We are what we pretend to be, so we must be careful what we pretend to be
-Kurt Vonnegut
Having trounced the troughing politicians so well, and given the ‘dead tree press’ a run for their (lack of) money, the next battle has been declared against the spinmeisters. This is one endeavour that everyone, regardless of the direction of their leanings, should aid and abet.
Spin and influence is a distortion of the political process. It puts the image of democracy above the practice of the doctrine and leaves the common-or-garden voters like you and I looking comparatively less attractive than Ann Widdecombe in a line up of Miss World contestants. Put simply, we haven’t the yachts or the kudos to compete with the oligarchs for influence with people who can only be persuaded to care about us once every five years on pain of losing their gold-plated lifestyles.
However, it is difficult to see this campaign seizing the popular imagination to the same degree as the moat-clearing, home-flipping, child-employing one. Let’s not forget that only mere months since the Telegraph revelations that ‘rocked Westminster to its foundations’ (™ = every single newspaper), it is still business as usual in SW1.
I consider it laughable that my fellow citizens will be dismayed by the lengths that politicians go to curry favour with privileged persons or to buff and gloss their dismal actions. Given half a chance, we would also suck off Alan Sugar for a tilt at the big time and we are all amateur spinmeisters now, obsessed with painting ourselves in the best possible light. We promote just how damn cool we are, utilising every tool from FaceBook status updates and profile pictures to Twitter meanderings. We are celebrities! We have FOLLOWERS!!! We star in the production which is our own lives every day.
Blame Big Brother if you like, or those faked fly-on-the-wall documentaries so beloved of proper famous people, like Kylie and Madonna (twice) and even Geri, but the knowing wink is everywhere. People are so aware of being watched and rated that no occasion is too mundane not to be catalogued instead of enjoyed. Photographs used to serve as a reminder of events, now they are proof: you were there, having a good time, looking amazing.
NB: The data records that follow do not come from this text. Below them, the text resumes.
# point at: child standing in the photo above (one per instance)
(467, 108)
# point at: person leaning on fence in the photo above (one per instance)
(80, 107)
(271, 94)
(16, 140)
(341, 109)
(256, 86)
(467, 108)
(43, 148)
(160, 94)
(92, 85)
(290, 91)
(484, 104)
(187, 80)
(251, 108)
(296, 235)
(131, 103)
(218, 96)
They present the correct image of You Inc to the global audience who, if you could but notice, are all so tediously worried about their own image they barely have time to consider anyone else’s.
So it would be hypocritical to deny our politicians the right to behave as badly as we do ourselves, to hold them to a higher standard of behaviour than we achieve. In this shallow, vapid age it seems we have the politicians we deserve. Be honest, how many of us would turn down an opportunity to put a 40” plasma screen telly on expenses if we thought the boss was looking the other way? While wishing good luck to those seeking to boil wash UK politics, I think the final result will show our blackened, torn laundry is beyond repair.